Majority of patients with bilateral vocal cord paralysis have to undergo some form of surgical procedure to restore a patent airway [8]. Laser posterior cordectomy is always a compromise between effective respiration and preserving good voice quality, although the authors advocate that phonation is of secondary importance. Respiratory comfort without a tracheotomy is the treatment goal. In tracheotomized patients, the rate and time of decannulation is the most important indicator of treatment efficiency. Using a typical posterior Dennis and Kashima cordectomy, Ferri et al. [22] (9 patients) and Reker and Rudert [12] (6 patients) reported 100% decannulation within 3 to 60 days. Manolopoulos et al. [23] (18 patients) and Segas et al. [24] (20 patients) reported rates of 88.8 and 90%, respectively. Previously published data for partial arytenoidectomy or its combination with posterior cordectomy indicate even higher rates of successful decannulation. Remacle et al. [25] decannulated 100% out of eight tracheotomized patients between 10 and 15 days after the procedure, and Bizakis et al. [26] (18 patients) Maurizi et al. [9] (7 patients) all within 1 to 4.5 weeks. Motta et al. [27] performed partial arytenoidectomy with posterior cordectomy and ventricle resection in a group of 59 subjects; decannulation was possible in all 32 tracheotomized subjects after 7–15 days, although six (7.2%) patients required surgical revision. Ventriculocordectomy made it possible to restore the natural respiratory route in 76% of tracheotomized patients out of 41 presented by Pia et al. [28] and 88.2% out of 22 patients treated by Shvero et al. [1].

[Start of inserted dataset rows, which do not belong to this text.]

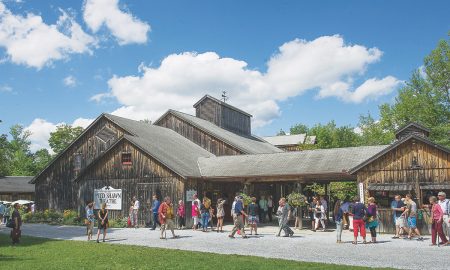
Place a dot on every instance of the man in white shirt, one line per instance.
(445, 206)
(136, 206)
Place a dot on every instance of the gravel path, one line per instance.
(304, 246)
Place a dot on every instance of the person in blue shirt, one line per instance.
(155, 207)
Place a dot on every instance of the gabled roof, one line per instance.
(165, 145)
(286, 139)
(412, 124)
(221, 103)
(33, 180)
(248, 145)
(320, 161)
(395, 145)
(16, 184)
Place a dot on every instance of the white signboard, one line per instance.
(189, 194)
(361, 192)
(112, 198)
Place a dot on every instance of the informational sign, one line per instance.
(361, 192)
(189, 194)
(112, 197)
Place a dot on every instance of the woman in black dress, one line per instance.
(102, 221)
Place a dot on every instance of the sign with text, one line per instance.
(112, 197)
(189, 194)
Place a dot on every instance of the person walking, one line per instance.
(102, 222)
(166, 216)
(411, 213)
(359, 211)
(399, 207)
(204, 211)
(155, 208)
(253, 216)
(220, 214)
(195, 213)
(319, 215)
(2, 212)
(311, 209)
(17, 221)
(237, 218)
(338, 214)
(181, 215)
(263, 208)
(437, 216)
(136, 207)
(444, 203)
(284, 213)
(90, 217)
(372, 221)
(7, 214)
(270, 207)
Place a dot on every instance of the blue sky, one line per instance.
(285, 62)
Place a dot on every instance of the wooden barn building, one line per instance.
(214, 154)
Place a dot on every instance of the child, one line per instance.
(195, 213)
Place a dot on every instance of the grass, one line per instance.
(43, 253)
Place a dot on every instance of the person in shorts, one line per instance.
(253, 216)
(399, 207)
(411, 214)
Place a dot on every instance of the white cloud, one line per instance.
(70, 81)
(326, 64)
(123, 25)
(40, 131)
(5, 88)
(31, 42)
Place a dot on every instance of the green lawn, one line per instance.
(42, 253)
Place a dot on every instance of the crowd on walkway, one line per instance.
(352, 215)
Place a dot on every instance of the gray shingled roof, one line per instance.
(246, 145)
(318, 161)
(19, 184)
(168, 147)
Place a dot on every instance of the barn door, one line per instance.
(144, 193)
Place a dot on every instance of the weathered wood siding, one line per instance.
(143, 178)
(224, 117)
(395, 166)
(208, 142)
(54, 186)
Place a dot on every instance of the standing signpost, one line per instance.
(112, 197)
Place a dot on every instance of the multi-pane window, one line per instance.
(126, 159)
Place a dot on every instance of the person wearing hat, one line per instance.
(444, 203)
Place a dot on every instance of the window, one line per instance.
(126, 159)
(77, 162)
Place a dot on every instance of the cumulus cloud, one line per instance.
(326, 64)
(40, 131)
(30, 41)
(5, 88)
(123, 25)
(70, 81)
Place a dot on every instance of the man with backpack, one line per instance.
(444, 203)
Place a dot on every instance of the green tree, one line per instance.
(41, 159)
(63, 136)
(4, 155)
(20, 158)
(424, 98)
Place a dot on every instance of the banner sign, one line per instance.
(189, 194)
(112, 197)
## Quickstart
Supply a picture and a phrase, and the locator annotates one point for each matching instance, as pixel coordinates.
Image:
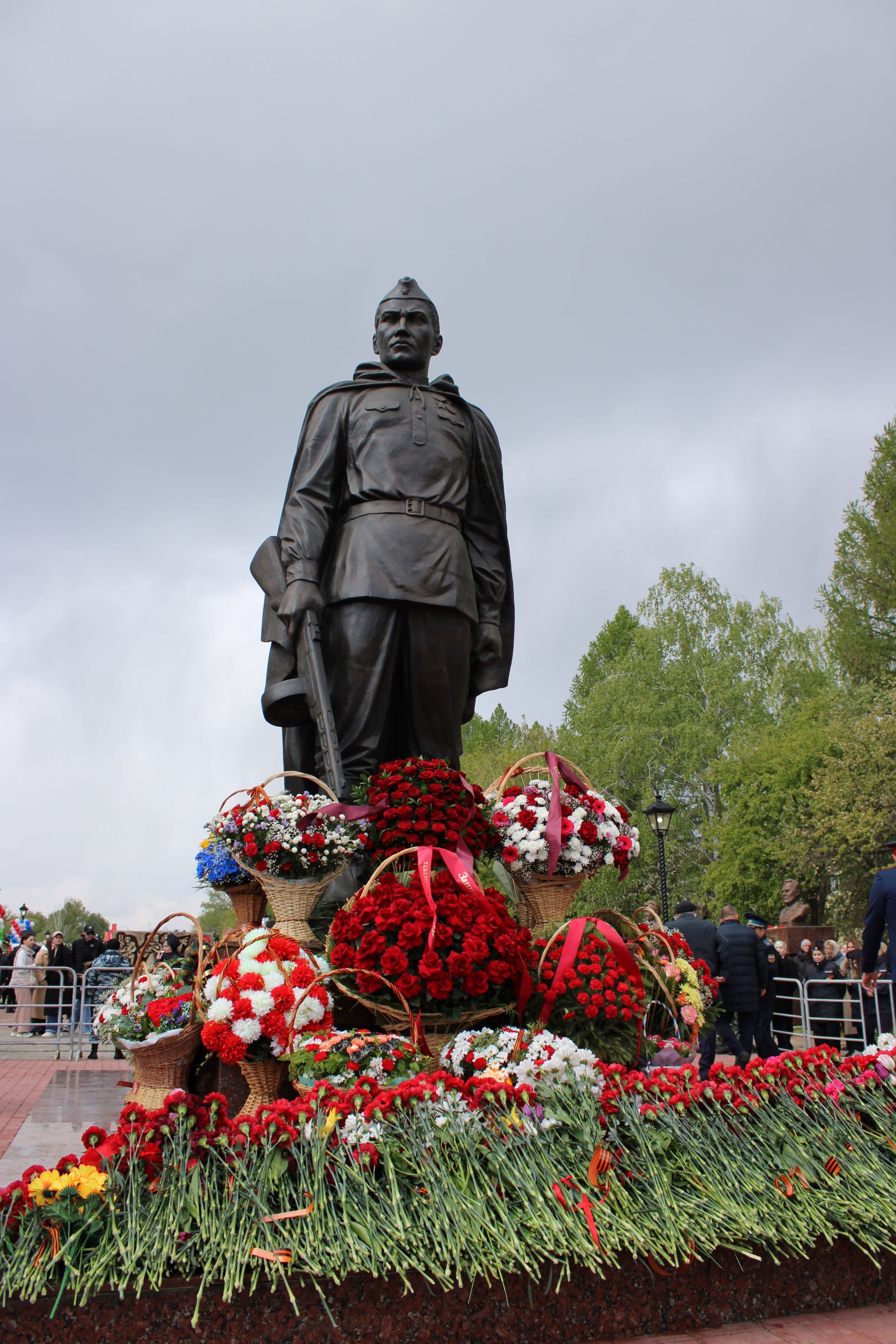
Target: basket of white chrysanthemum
(557, 831)
(293, 845)
(152, 1016)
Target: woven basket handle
(300, 775)
(497, 785)
(354, 971)
(201, 961)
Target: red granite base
(364, 1311)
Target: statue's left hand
(487, 643)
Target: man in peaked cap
(882, 914)
(394, 532)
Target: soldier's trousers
(398, 675)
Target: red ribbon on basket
(554, 830)
(571, 945)
(459, 871)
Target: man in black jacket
(745, 987)
(84, 951)
(765, 1039)
(706, 943)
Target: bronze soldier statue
(392, 532)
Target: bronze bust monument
(796, 910)
(392, 534)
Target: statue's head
(791, 891)
(406, 330)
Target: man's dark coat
(269, 570)
(749, 972)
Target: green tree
(658, 700)
(492, 745)
(860, 599)
(72, 917)
(763, 780)
(851, 805)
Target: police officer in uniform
(882, 916)
(763, 1034)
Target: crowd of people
(762, 987)
(51, 988)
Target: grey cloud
(661, 245)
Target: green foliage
(860, 599)
(217, 913)
(70, 918)
(851, 804)
(492, 745)
(658, 702)
(763, 780)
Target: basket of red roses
(557, 831)
(452, 949)
(601, 975)
(156, 1023)
(257, 1003)
(417, 801)
(293, 845)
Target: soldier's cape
(268, 567)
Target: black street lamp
(660, 815)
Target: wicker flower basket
(437, 1027)
(265, 1081)
(249, 902)
(164, 1066)
(545, 901)
(293, 900)
(542, 901)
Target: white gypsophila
(355, 1129)
(312, 1010)
(248, 1030)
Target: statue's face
(405, 338)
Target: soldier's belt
(414, 509)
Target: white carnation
(248, 1030)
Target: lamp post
(660, 815)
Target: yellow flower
(89, 1181)
(45, 1187)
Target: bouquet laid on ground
(257, 1002)
(477, 955)
(217, 868)
(343, 1057)
(538, 1058)
(594, 831)
(426, 803)
(287, 835)
(159, 1007)
(691, 984)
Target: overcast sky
(661, 242)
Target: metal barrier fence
(94, 987)
(61, 983)
(72, 1007)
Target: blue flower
(216, 865)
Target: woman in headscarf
(23, 980)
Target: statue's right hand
(301, 596)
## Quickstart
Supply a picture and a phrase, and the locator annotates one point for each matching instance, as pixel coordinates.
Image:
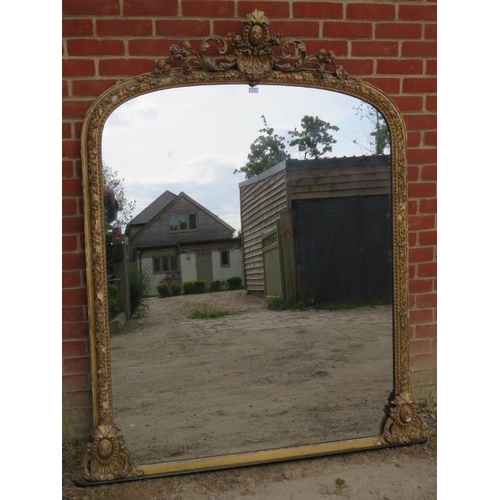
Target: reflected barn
(262, 379)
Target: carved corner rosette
(107, 457)
(254, 54)
(404, 423)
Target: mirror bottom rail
(164, 469)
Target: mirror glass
(261, 374)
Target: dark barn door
(344, 249)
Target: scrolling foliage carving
(256, 59)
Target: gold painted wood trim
(253, 61)
(260, 457)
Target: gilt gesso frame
(251, 58)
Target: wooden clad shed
(332, 231)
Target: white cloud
(192, 139)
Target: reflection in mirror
(294, 253)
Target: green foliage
(234, 283)
(208, 314)
(216, 286)
(314, 139)
(139, 289)
(266, 151)
(194, 287)
(114, 300)
(115, 183)
(379, 138)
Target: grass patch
(208, 314)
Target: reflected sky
(192, 139)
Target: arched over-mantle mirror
(252, 59)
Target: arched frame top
(253, 62)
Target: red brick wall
(391, 44)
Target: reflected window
(224, 258)
(183, 222)
(164, 264)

In our own study on a group of 132 patients with bilateral paralysis treated by posterior cordectomy according to Dennis and Kashima, we reached respiratory comfort in 83 out of 91 non-tracheotomized (91%), and 26 out of 41 tracheotomized subjects were decannulated (63%). The time to decannulation ranged from 5 to 150 days (mean 42 days, median 35 days). Decannulation was possible after one procedure in 14 (54%) patients, after two procedures in five patients (19%), and after at least three procedures in seven subjects (27%). The factors that affected successful decannulation were carefully analyzed. Advanced age, comorbidities, a higher number of re-thyroidectomies, and “high” tracheotomy, i.e., just below the cricoid cartilage, were shown to significantly reduce the probability of decannulation. Tracheotomized subjects had to undergo a statistically higher number of laser procedures to widen the glottis as compared to non-tracheotomized subjects in order to restore natural breathing.

The effects of tracheotomy on the future life of patients were also addressed. In a group analyzed by Segas et al. [24], tracheotomy was intentionally performed in 20 patients to save them from episodes of laryngeal dyspnea, despite being aware of the potential success with laser posterior cordectomy. In the present study group, tracheotomy was found to be a negative factor. Although the tracheotomy did not affect the time to decision regarding laser widening of the glottis, the general level of treatment satisfaction was significantly lower in non-decannulated patients as compared to both decannulated and non-tracheotomized subjects. Tracheotomy also significantly reduced the chances of returning to work, even if the patient was eventually decannulated.

Conclusions

In conclusion, laser posterior cordectomy is a simple method allowing for airway improvement and decannulation in a majority of patients with bilateral vocal cord paralysis. It seems to be less effective in tracheotomized subjects, especially those with diabetes or GERD, older than 66 years old, after two or more thyroidectomies, or with subglottic stenosis due to “too high” tracheotomy.